Jeremiah was sitting at my desk, his head down, scroll-ing on his phone while we said our good-byes.

All of a sudden, my dad said, “Jeremiah, are you going to leave now too?”

Startled, Jeremiah looked up. “Oh, I was going to take Belly to dinner.”

My mother shot me a look, and I knew what she was thinking. A couple of nights before, she’d given me this long speech about meeting new people and not spending all my time with Jere. Girls with boyfriends, she’d said, limit themselves to a certain kind of college experience.

I’d promised her I wouldn’t be one of those kind of girls.

“Just don’t get her back too late,” my dad said in this really meaningful kind of way.

I could feel my cheeks get red, and this time my mother gave my dad a look, which made me feel even more awkward.

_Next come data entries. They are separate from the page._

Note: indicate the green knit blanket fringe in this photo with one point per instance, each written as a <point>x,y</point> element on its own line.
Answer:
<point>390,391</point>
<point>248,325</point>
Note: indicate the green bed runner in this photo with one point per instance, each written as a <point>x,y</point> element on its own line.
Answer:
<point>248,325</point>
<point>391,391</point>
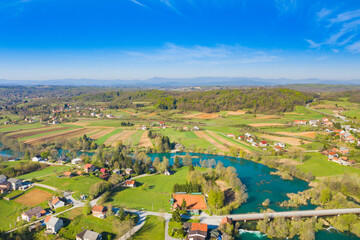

But Jeremiah just said, “Oh, yeah, of course,” in his relaxed way.

I met my roommate, Jillian, later that night, after dinner. It was in the elevator, right after Jeremiah dropped me off in front of the dorm. I recognized her right away, from the 78 · jenny han

pictures on her dresser. She had curly brown hair, and she was really little, shorter than she’d looked in the pictures.

I stood there, trying to figure out what to say. When the other girls in the elevator got off on the sixth floor, it was just the two of us. I cleared my throat and said,

“Excuse me. Are you Jillian Capel?”

“Yeah,” she said, and I could tell she was a little weirded out.

“I’m Isabel Conklin,” I said. “Your roommate.”

I wondered if I should hug her or offer her my hand to shake. I did neither, because she was staring at me.

“Oh, hi. How are you?” Without waiting for me to answer, she said, “I’m just coming back from dinner with my parents.” Later, I would learn that she said “How are you” a lot, like it was more of a thing to say, not something she expected an answer to.